28 October, 2016
In recent years, we have seen an increase in the use of arbitration clauses in joint venture agreements and shareholders’ agreements intending to resolve disputes in relation to business management decisions. Is this workable in reality?
It appears that management decisions that DO NOT concern or affect the legal rights of the parties involved ARE NOT arbitrable. Only management decisions that concern or affect the legal rights of the parties, such as, for example, oppression of minority shareholders or the breakdown of mutual trust and confidence in a quasi-partnership relationship, are arbitrable.
Even though there is no direct case authority on this point, authoritative texts on arbitration have commented that “English law has never arrived at a general theory for distinguishing those disputes which may be settled by arbitration from those which may not. The general principle is, we submit, that any dispute or claim concerning legal rights which can be the subject of an enforceable award, is capable of being settled by arbitration.” (Mustill & Boyd, Commercial Arbitration, 2nd Edition, 1989)
This is also in line with the Court’s general reluctance to interfere in a company’s business affairs. Unless the decision in question concerns or affects the legal rights of a party, the Court will not interfere with the internal management of companies acting within their powers.
Thus disputes in relation to, purely business management decisions, such as what investments to undertake, the proportion of investments, what people to hire, whether to expand the business etc. will not be regarded as arbitrable disputes. The arbitrator, like the Court, is not able to and will not interfere with a company’s decisions acting within its powers.

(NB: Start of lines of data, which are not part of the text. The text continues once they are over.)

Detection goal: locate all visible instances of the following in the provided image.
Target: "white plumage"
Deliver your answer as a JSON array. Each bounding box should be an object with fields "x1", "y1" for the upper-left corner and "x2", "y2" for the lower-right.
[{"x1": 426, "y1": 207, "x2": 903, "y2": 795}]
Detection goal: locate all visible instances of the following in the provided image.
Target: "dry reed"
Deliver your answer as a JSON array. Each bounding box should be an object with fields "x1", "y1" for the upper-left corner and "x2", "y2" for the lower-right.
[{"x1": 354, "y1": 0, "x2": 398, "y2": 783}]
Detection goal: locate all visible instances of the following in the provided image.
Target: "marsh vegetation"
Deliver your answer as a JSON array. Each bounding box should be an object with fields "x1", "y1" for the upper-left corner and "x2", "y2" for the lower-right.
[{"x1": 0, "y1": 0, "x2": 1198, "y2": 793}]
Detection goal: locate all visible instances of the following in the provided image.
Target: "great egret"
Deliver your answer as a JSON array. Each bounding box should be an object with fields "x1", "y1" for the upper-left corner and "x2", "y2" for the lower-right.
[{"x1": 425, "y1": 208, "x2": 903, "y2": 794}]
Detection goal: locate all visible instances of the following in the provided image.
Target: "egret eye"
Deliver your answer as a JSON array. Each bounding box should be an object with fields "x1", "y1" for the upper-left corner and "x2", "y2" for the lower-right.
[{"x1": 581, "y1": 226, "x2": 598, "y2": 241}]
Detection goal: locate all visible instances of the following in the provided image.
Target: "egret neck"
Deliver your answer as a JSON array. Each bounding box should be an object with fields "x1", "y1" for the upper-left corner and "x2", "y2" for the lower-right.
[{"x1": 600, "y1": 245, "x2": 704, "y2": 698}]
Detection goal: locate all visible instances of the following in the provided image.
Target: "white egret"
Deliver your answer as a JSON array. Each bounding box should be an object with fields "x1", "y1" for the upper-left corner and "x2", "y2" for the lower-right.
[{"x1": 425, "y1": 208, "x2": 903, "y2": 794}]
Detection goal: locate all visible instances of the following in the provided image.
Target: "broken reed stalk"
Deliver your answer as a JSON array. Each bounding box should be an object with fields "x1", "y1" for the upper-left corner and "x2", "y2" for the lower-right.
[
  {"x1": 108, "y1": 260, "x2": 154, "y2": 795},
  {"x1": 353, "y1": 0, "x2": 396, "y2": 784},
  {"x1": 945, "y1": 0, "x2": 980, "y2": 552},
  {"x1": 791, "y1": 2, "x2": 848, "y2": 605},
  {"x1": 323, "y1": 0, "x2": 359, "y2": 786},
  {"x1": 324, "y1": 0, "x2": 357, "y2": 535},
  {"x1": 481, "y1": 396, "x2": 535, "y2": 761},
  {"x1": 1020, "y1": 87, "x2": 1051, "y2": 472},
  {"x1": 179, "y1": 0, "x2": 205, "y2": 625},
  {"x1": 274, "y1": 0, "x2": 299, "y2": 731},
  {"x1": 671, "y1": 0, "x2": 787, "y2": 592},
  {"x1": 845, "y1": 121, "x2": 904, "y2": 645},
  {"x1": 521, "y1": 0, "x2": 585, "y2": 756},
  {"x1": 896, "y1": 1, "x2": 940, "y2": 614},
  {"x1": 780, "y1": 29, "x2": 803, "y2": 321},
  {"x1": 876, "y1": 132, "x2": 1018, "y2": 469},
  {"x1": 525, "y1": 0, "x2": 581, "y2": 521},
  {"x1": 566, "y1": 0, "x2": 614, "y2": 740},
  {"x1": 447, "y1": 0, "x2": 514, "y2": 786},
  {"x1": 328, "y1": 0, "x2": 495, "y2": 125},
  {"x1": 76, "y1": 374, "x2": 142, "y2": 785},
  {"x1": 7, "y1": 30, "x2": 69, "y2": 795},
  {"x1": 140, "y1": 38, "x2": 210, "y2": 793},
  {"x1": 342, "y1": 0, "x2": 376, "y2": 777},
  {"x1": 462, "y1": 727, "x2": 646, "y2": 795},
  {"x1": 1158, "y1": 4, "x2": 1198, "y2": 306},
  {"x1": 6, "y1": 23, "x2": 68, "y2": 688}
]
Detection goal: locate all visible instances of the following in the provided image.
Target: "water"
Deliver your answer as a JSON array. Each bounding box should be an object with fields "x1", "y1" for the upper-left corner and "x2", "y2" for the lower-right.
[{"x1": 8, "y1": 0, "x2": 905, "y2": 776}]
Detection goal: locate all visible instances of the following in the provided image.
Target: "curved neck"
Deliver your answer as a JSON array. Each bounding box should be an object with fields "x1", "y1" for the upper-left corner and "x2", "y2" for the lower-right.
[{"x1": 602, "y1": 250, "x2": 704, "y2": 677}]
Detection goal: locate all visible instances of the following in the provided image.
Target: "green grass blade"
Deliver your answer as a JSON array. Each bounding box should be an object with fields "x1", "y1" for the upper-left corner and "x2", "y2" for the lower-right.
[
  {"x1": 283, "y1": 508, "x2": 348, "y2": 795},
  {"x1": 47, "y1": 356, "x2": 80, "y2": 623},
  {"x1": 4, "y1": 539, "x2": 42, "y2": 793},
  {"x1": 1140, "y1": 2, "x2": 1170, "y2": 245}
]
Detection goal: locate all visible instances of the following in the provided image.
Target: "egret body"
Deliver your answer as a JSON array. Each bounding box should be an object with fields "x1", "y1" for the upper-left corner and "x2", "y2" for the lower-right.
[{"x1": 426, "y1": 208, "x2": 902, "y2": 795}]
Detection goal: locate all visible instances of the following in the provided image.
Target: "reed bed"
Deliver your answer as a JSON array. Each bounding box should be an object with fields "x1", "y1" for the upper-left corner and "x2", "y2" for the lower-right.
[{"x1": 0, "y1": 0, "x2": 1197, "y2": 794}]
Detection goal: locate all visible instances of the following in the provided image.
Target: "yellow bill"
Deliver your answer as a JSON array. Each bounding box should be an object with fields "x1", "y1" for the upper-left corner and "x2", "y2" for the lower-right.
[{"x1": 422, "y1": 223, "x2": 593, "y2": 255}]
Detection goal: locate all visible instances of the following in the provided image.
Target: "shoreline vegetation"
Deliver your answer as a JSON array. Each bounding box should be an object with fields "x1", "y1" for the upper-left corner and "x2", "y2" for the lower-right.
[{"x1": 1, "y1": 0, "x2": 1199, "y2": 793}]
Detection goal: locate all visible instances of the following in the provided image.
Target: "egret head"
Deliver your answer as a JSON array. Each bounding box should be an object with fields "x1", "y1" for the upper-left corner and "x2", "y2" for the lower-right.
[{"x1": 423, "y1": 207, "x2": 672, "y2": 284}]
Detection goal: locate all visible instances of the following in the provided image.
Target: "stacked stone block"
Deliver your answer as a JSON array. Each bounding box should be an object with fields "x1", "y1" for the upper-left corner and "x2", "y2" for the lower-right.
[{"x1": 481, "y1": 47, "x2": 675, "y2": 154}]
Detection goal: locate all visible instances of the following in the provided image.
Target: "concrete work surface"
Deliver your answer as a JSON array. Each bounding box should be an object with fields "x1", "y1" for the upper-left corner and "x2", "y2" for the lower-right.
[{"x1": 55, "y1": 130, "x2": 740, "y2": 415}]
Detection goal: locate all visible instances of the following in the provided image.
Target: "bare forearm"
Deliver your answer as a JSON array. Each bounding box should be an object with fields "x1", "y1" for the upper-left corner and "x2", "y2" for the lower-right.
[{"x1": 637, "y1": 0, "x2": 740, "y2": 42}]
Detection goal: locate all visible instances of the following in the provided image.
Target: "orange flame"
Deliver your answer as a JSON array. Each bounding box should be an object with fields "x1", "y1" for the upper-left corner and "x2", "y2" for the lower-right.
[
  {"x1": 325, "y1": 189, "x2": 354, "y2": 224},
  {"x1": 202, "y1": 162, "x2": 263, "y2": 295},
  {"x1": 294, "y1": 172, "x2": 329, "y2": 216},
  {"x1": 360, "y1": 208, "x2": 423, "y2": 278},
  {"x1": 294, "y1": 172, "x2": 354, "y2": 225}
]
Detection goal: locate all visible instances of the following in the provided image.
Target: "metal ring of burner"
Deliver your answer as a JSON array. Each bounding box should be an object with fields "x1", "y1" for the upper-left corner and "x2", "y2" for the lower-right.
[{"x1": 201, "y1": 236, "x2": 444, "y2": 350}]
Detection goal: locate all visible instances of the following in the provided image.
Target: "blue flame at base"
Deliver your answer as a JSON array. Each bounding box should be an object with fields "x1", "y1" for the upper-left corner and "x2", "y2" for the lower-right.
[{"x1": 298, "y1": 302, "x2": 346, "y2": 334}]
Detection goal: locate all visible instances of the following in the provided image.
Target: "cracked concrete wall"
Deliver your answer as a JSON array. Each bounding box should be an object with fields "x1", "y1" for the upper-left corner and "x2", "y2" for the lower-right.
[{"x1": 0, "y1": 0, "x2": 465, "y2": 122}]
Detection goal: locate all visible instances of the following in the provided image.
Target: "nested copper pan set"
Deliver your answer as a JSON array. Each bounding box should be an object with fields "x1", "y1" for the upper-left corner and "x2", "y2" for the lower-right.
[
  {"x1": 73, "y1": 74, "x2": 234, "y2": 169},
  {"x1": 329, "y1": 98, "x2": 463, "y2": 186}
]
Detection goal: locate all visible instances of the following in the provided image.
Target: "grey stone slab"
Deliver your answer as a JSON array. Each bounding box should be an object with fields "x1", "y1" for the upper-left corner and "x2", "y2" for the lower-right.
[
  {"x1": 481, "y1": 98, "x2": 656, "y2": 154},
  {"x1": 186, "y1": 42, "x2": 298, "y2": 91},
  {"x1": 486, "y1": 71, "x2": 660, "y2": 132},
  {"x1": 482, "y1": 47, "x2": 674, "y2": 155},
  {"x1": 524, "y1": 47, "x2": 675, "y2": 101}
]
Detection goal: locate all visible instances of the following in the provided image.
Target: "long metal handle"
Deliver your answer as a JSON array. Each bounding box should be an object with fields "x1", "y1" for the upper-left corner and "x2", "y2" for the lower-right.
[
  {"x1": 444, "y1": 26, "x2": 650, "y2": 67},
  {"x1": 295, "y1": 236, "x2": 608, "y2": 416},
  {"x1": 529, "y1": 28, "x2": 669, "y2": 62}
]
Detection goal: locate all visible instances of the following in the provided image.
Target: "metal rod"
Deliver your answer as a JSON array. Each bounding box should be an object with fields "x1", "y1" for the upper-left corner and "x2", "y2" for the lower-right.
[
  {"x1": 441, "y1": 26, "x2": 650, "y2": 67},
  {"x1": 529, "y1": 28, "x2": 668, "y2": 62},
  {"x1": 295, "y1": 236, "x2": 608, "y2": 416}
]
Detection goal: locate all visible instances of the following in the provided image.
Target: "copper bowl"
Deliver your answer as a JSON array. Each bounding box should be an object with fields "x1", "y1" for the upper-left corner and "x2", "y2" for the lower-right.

Instead, these disputes in relation to decision-making could be better dealt with using dead-lock and buy-out provisions in order to provide certainty as to the parties’ options in the event that a consensus cannot be reached on business management matters. Alternatively, parties can consider including a provision in their joint venture or shareholders’ agreements for dealing with disputes about policy and management issues by referring them to a third party for decision. If the dispute is a more specialised one, it can be referred to an expert for determination. For example, where parties have to agree on a programme for construction works and they fail to agree, the dispute could be referred to a programming expert for determination. The programming expert could determine what programme would be the most appropriate in the circumstances, which is something neither the Court nor an arbitral tribunal is able to give an opinion on. This mechanism affords the parties more flexibility and so that the dead-lock and buy-out provisions would not be triggered so easily.